Ce n'est pas l'avis des syndicats agricoles et de la ministre de l'Agriculture française: « Il n’y a aucune raison d’urgence qui justifierait l’application provisoire de l’accord. Cela fait un quart de siècle qu’on en parle», a réagi Annie Genevard au Sénat, lors des questions au gouvernement. Une telle application «heurterait la décision, la délibération du Parlement européen», a-t-elle estimé.
La rédaction
Les réactions au vote du Parlement européen
Voici quelques réactions au vote du Parlement européen qui, le 21 janvier, par 334 voix contre 324 et 11 absentions, renvoie l’accord de libre-échange Mercosur-UE devant la Cour de justice de l’Union européenne.
"Tant que la Cour n’a pas rendu sa décision, la ratification de l’accord est suspendue. Après 25 ans de négociations, rien ne justifie une application en urgence. Ce vote du parlement doit être respecté (…) Notre voix a été entendue mais le combat continue pour mieux protéger nos agriculteurs." Annie Genevard, ministre de l’Agriculture (compte X)
" Le Parlement européen s’est exprimé en cohérence avec la position de la France. La France assume de dire non quand il le faut, et souvent l'Histoire lui donne raison." Jean-Noël Barrot, ministre des Affaires étrangères (compte X)
"Le combat continue sur le Mercosur ! (…) Continuons le combat pour une Europe qui protège nos filières et nos agriculteurs, impose la réciprocité des normes et garantit notre souveraineté alimentaire ! Je suis à vos côtés." Yaël Braun-Pivet, présidente de l’Assemblée nationale (compte X)

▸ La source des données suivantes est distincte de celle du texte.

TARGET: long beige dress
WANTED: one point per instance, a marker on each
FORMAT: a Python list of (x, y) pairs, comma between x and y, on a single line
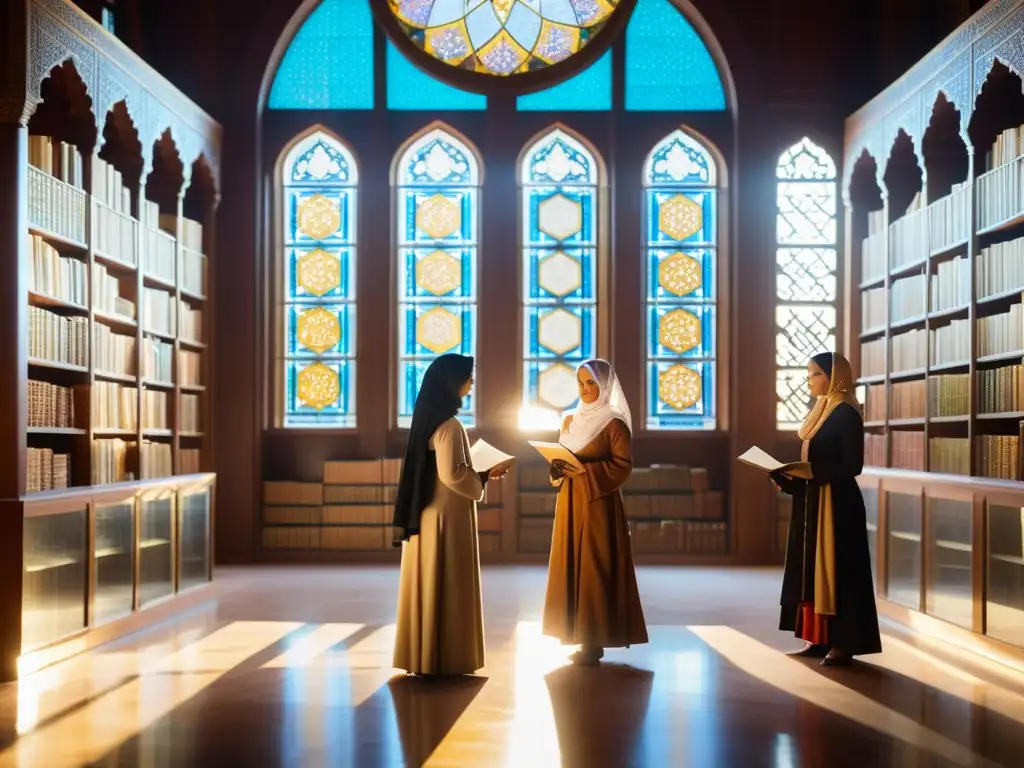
[(440, 611), (592, 597)]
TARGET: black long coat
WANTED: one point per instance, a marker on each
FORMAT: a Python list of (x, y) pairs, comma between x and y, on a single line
[(837, 457)]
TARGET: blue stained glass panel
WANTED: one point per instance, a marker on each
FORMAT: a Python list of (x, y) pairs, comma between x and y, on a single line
[(554, 275), (318, 283), (665, 384), (560, 215), (317, 328), (411, 88), (685, 331), (679, 269), (340, 413), (564, 332), (588, 91), (668, 65), (329, 64), (432, 272), (668, 216), (321, 266)]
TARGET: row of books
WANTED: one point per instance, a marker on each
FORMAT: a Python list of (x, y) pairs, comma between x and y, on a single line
[(157, 460), (1000, 268), (47, 470), (907, 298), (155, 410), (113, 352), (58, 159), (1001, 334), (1000, 390), (50, 406), (908, 236), (58, 339), (50, 273), (107, 294), (188, 414)]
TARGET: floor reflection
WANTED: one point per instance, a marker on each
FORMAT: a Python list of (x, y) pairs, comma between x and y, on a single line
[(268, 679)]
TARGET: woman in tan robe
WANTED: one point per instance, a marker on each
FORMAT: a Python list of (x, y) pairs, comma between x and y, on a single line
[(592, 598), (440, 615)]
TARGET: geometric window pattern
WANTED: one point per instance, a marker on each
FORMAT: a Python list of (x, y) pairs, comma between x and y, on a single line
[(805, 273), (502, 37), (316, 354), (559, 179), (681, 239), (438, 179)]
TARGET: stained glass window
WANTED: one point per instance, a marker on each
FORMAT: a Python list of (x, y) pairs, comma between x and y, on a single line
[(316, 353), (681, 247), (329, 65), (805, 272), (668, 66), (589, 90), (411, 88), (502, 37), (559, 181), (437, 235)]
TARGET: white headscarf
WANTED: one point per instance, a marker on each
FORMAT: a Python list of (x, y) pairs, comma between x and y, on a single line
[(590, 418)]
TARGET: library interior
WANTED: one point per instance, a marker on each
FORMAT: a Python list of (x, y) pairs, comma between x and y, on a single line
[(233, 255)]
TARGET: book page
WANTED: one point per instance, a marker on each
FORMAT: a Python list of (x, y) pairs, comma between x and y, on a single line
[(552, 451), (485, 457)]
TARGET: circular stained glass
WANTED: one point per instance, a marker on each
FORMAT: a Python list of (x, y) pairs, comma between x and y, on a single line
[(502, 37)]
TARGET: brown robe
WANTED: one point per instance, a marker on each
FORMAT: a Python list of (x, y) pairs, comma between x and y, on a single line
[(592, 596)]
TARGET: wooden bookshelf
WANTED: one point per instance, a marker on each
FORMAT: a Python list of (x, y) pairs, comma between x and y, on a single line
[(934, 202), (111, 178)]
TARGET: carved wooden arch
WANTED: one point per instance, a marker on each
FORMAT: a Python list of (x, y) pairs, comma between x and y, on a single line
[(56, 31)]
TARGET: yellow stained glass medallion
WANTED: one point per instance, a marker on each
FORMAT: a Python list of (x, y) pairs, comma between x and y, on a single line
[(438, 272), (317, 386), (560, 331), (559, 217), (679, 387), (318, 330), (679, 274), (680, 217), (438, 216), (438, 330), (318, 217), (318, 271), (679, 331)]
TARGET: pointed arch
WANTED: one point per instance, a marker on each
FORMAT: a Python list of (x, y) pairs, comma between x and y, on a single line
[(806, 267), (560, 175), (316, 177), (436, 176), (682, 177)]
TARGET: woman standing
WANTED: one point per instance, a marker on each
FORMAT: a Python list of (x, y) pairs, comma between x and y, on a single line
[(827, 595), (440, 616), (592, 598)]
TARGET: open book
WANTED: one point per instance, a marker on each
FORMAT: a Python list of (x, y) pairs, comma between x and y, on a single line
[(553, 451), (758, 459), (485, 457)]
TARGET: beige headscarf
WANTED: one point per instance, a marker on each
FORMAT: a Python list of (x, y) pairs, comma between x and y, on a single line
[(840, 390)]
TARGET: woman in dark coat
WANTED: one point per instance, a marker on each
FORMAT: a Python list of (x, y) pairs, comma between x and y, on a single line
[(827, 594)]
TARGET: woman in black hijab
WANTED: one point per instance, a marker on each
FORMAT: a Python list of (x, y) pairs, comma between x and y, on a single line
[(440, 613)]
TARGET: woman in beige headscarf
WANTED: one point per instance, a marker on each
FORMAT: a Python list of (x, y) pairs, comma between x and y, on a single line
[(827, 594)]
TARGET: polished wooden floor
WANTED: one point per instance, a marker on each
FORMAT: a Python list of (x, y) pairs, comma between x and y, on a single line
[(292, 667)]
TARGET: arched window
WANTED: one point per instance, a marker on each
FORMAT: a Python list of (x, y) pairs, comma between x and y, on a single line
[(681, 240), (437, 178), (559, 178), (315, 346), (805, 268), (329, 65)]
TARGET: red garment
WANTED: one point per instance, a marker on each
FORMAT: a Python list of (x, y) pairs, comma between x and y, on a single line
[(810, 626)]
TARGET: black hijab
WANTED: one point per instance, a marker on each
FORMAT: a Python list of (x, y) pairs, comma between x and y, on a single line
[(437, 401)]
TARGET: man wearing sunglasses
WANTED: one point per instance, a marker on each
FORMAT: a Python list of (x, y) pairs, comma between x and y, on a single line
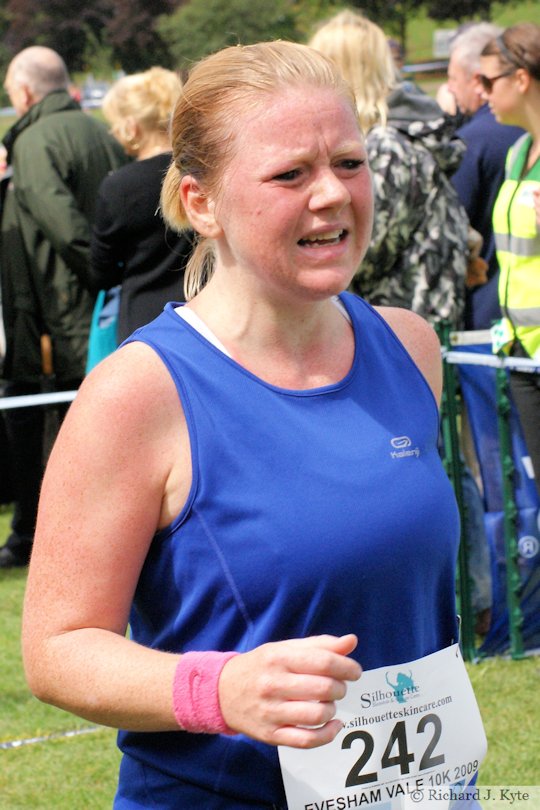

"Victoire ! notre stratégie de combat est payante, le Mercosur trébuche et nous infligeons un énorme revers à Ursula von der Leyen." Céline Imart députée européenne et agricultrice (PPE) - X
"Notre mobilisation a payé. La justice va enfin pouvoir se prononcer sur la menace que fait peser cet accord, et notamment son 'mécanisme de rééquilibrage', sur notre souveraineté, nos agriculteurs et notre santé." Chloé Ridel, députée européen (PS) – X
"Les agriculteurs l’ont fait ! Grâce à leur mobilisation sincère et sans faille, le Parlement européen suspend aujourd’hui l’accord du Mercosur ! Madame @vonderleyen rien ne se fera sans écouter la voix des agriculteurs et des citoyens." Jérémy Decerle, député européen (Renew) – X
"Boom, C’est une défaite pour @vonderleyen et une défaite pour @ManfredWeber C’est une victoire pour les agriculteurs et le fruit d’une mobilisation collective. Désormais libérons le monde agricole français de ses entraves. Ce n’est pas fini !" Julien Dive, député (LR, Aisne) - X
"Le résultat du vote au Parlement (…) montre clairement à quel point cet accord est clivant. (…) Les agriculteurs européens et les coopératives agricoles sont les premiers à payer le prix des bouleversements géopolitiques et des situations d’instabilité (…) La politique commerciale ne peut pas continuer à récompenser des normes plus faibles alors que l’on demande aux agriculteurs européens de faire toujours plus avec moins." COPA-COGECA – communiqué de presse
"Notre mobilisation des agriculteurs français et européens a payé. (…) Elle a permis de s’opposer à un accord qui met en risque, à l’échelle européenne, plus de 100 000 ha de betteraves sucrières, soit le quart des surfaces betteravières françaises." Confédération générale des producteurs de betteraves (CGB) – Communiqué de presse
"Les filières agricoles françaises saluent cette première étape juridique et appellent à une vigilance accrue sur le respect du processus démocratique (…) une application provisoire de l’accord par la Commission européenne serait inacceptable (…) les filières agricoles françaises appellent les eurodéputés à rejeter la ratification." Interprofessions Anvol, Interbev, Intercéréales – Communiqué de presse.